Creepy Cemetery Photos To Inspire Your Halloween Writing

I take a lot of photos, not as many as Max does, but a LOT.  I also travel a lot.  And, for some reason, I take pictures of cemeteries.  A lot.
I have photos of band members on our dance tours climbing into unused graves in Italy, pictures of them lying supine on gravemarkers at Whitby Abbey (the famous graveyard mentioned in Dracula), shots of lonely, neglected headstones in the ghost town of Sego, Utah, shots of skulls in a neolithic tomb in the Orkney Islands, and some really odd graves in the Salt Lake City Cemetery.  I don't even remember when I started photographing stuff in graveyards; I've just done it for over 2 decades.
So, this week is Halloween, and I know there are other writers (and photographers) who read this blog. So I thought I'd share a few of my spooky photos with you this week.  (Maybe one of them will even inspire someone who plans to do NANWRIMO.)

To start off, here's this lovely faux-vintage number:


Spooky looking, isn't it?
It's actually a shot of an angel in the Mt. Olivet Cemetery near East High School in Salt Lake City.  I just used picmonkey to turn it into a pseudo-daguerreotype.

Here's another for your writing inspiration:


This is a shot of the interior of the ruins of Timoleague Abbey in Ireland.  The ruins are interesting enough, but the fact that I was greeted at the entrance with a large warning sign about the dangers of unlicensed gravedigging really blew my mind.  All around and about the abbey and the ground are centuries' worth of graves, modern ones on top of older ones.  And, apparently, there must be a significant problem with people digging graves by hand and just burying their loved ones without permits.  Freaky.

These 19th and early 20th century markers in the Heber City Cemetery in Utah remind me of giant chess pieces, waiting for -- possibly -- the Hand of God to move them.  Eerie.

And this grave in the Salt Lake City Cemetery is part of an urban legend.  Supposedly, if you visit this grave at midnight and walk backward around it three times, the face of the man buried there will appear in the little opening of the door.  Every high school kid knows someone who knows someone who has a neighbor/cousin/friend who swears s/he knows someone who did this and it worked.  (Personally, I've never tried it, but I bet that a visit to this tomb on Halloween would be very frightening -- if only because of the drunk/stoned people there trying to scare themselves into wetting their pants.)  But it's still rather creepy to see a grave that's supposedly haunted.

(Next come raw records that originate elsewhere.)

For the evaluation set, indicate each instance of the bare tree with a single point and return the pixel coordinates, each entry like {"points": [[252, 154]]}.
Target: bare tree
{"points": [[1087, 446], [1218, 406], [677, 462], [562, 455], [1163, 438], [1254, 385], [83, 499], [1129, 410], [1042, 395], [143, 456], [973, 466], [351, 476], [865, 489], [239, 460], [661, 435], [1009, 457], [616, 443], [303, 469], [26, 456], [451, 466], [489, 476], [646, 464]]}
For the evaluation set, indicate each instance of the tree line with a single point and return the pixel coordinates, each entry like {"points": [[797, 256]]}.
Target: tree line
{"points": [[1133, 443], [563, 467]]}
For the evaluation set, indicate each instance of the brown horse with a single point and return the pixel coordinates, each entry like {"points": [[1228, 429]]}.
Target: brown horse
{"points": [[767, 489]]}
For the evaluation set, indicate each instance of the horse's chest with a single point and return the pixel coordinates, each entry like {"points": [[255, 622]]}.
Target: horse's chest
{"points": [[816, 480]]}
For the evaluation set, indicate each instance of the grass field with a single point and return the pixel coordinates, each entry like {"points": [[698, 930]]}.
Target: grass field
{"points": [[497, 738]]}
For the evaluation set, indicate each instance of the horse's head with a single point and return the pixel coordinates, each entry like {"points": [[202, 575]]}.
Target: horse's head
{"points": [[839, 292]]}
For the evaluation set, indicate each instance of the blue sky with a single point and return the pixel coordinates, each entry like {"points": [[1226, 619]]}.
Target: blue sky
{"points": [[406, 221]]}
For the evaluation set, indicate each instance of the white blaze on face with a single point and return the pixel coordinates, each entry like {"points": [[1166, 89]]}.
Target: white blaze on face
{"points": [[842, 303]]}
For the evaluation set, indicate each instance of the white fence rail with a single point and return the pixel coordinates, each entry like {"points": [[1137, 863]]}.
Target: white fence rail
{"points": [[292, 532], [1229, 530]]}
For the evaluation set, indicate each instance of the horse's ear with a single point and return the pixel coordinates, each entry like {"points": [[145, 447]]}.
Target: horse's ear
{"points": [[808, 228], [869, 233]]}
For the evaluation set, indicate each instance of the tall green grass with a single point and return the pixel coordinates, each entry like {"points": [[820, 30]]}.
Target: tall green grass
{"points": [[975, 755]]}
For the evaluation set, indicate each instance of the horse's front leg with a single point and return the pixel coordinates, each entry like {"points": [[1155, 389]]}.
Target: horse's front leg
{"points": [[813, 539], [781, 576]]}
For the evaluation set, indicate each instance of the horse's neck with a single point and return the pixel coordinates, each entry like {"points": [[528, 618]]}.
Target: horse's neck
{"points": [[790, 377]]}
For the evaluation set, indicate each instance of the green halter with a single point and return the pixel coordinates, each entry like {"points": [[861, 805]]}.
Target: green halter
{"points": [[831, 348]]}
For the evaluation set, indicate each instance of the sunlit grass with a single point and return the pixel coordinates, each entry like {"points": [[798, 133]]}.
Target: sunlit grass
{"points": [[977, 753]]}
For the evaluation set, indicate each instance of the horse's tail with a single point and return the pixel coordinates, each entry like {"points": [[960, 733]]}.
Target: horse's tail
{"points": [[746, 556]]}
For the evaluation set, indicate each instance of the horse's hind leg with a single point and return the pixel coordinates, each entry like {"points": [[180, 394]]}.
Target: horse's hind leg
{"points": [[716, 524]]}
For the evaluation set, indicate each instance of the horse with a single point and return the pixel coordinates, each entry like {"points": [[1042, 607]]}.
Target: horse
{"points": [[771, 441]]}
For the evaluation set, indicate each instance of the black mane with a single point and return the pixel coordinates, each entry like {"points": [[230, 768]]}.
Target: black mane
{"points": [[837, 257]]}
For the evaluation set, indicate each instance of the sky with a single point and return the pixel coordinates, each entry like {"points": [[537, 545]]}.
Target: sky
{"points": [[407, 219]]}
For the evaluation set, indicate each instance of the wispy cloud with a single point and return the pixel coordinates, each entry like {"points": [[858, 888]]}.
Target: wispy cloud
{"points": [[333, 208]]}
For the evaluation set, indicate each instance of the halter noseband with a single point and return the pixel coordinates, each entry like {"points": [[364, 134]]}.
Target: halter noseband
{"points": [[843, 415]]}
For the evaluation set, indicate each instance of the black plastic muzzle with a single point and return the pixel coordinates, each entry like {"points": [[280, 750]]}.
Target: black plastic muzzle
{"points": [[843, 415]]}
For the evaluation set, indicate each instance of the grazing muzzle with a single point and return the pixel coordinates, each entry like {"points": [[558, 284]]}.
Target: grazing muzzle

This concludes today's set of Halloween writing inspiration photos.  Check back again tomorrow for more spookiness!

1 comment:

  1. I've never tried "Emo's Tomb" either, although I have visited it in the middle of the night around Halloween. We have, though, tried to figure out what the "Emo" has to do with anything. The guy's name is not Emo, and I was in high school long before the Gothic/Emo labels existed. But it still was fun to go up there, walk around twice saying "Emo" and then chicken out before getting to the third time.